Malcolm Gloster, regional senior director for GVA Grimley's Birmingham office, and his imminent successor Ian Stringer, say the jury is out on whether today's architecture is good enough for the city's ambitions.
They voiced their concern as a handover this spring will see Mr Gloster step down after 10 years in the role.
Mr Gloster said opinions on current architectural standards were varied and highly subjective.
Critics thought many of the new buildings going up were "bland and grey" while enthusiasts saw them as "angular and clean".
But he cautioned: "Some are like the 60s - a question of 'haven't we been here before'."
Mr Stringer agreed: "There is an element of the 60s in some of the buildings."
But both stressed there were exciting projects such as the redevelopment of Snow Hill, and indeed not all 60s developments were bad - Alpha Tower, for example, had stood the test of time.
However, Mr Stringer pointed to "very mixed views" on the Richardson-developed, No 1 Colmore Row.
Some people, he said, saw it as following in the footsteps of Paradise Circus - one of the schemes the city council is desperate to bulldoze.
Both men though say today's quality standards are far superior whatever anyone may say about building style.
Their comments came amidst widespread concern about how the property downturn might impact on Birmingham.
There was only one major such deal in the three months to the end of 2007 - Catalyst European Property Fund's acquisition of Alpha Tower from Arena Central Developments, a joint venture between Miller Developments and Bridgehouse Capital, for £45.2 million.
"That was the only big deal of any significance," said Mr Stringer, "and there is no sign that the market is likely to change at the moment."
He pointed out that investment transactions tended to generate a lot of bolt-on work such as valuations, surveys, property management and indeed spin-off business for Birmingham's lawyers and accountants.
Mr Stringer said what was difficult to call was whether the slowdown would last two to three months or six to nine months.
If it was for the former then the sector could by and large get by as a result of "backfilling with other work".
He pointed out, for example, that the office market in Birmingham remained strong, with some big deals on the cards this year, particularly in financial services.
Indeed, if some of the major ones proceeded then it could be a "very buoyant" year for the sector.
Elements of property agents' work was also counter-cyclical, he noted, citing how Grim-ley's corporate recovery team, which advises lenders on the security of their investments, was seeing growing business.
And planning, regeneration and consultancy was likely to be relatively unaffected, particularly as Birmingham's masterplan developed.
"There is a lot of public money going into the re-use of brownfield land," he pointed out.
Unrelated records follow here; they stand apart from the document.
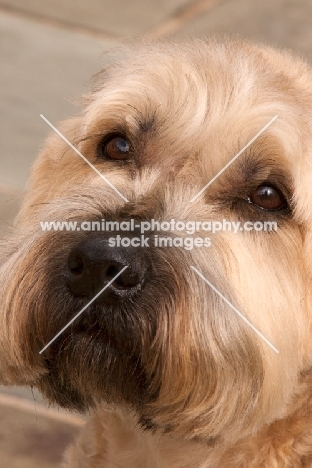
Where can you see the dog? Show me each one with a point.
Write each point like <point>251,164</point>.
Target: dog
<point>186,355</point>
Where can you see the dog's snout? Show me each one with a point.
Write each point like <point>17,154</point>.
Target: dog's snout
<point>93,263</point>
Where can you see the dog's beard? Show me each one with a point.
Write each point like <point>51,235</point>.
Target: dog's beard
<point>167,351</point>
<point>103,354</point>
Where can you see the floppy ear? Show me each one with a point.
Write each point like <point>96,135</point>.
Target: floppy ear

The private sector too was continuing to set up schemes for the future, notwithstanding current conditions.
"There is more direction from the city council about how we need to deal with big sites," he noted. "It is a lot more joined up.
"Our view is that if we can get over this investment blockage it will be a steady as she goes scenario - hopefully."
But even a falling market was better than a stagnant one. "The worst thing is if everything stops," he said.